The final thing not to forget is the need to work towards improved operations efficiency. While automation tools are incredibly useful, native integrations with DevOps tools and the cloud provider’s built-in services lead to an even higher boost in efficiency. Overall, this helps increase developers’ adoption of secure coding practices, ultimately improving productivity and accelerating the deployment of new services more rapidly.

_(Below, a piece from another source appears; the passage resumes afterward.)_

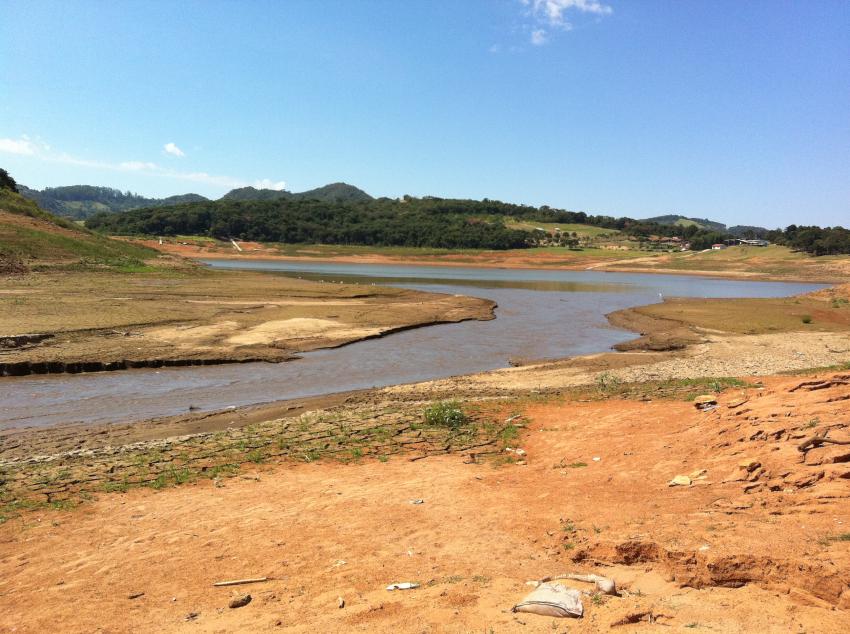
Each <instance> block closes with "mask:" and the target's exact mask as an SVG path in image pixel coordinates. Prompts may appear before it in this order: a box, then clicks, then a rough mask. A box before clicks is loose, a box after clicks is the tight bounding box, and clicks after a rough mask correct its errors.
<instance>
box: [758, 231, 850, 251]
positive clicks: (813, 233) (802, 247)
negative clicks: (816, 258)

Ultimately, incorporating machine identities and secrets management into a Zero Trust strategy brings a lot of advantages. It gives organisations the chance to establish a more robust and secure network architecture and minimise costs associated with traditional security approaches, while reducing the time required to deploy new services. So, investing in tools and processes to manage these identities effectively will pay dividends by reducing risk and ultimately fortifying the company’s security posture in the face of an ever-changing threat landscape.

As organisations continue to adopt Zero Trust, business leaders must keep in mind that machine identities play a pivotal role in digital environments – and this is why an efficient overall security strategy accounts for them. 

Securely navigating the digital era

As organisations navigate the complex landscape of digital security, safeguarding machine identities emerges as a critical pillar of effective Zero Trust security measures. A comprehensive machine identity management policy can be a game changer for organisations, empowering them to secure their networks and protect against cyber threats in a more efficient way, while simultaneously mitigating risks and fortifying their security posture

Today’s organisations need to be able to navigate the complexities of the digital age with confidence. Diligently verifying identities can help them do that. Systematically overseeing machine identities and secrets, and leveraging threat analytics to detect and address potential abuses, promise to improve their cyber defences, and allow them to securely embrace the future.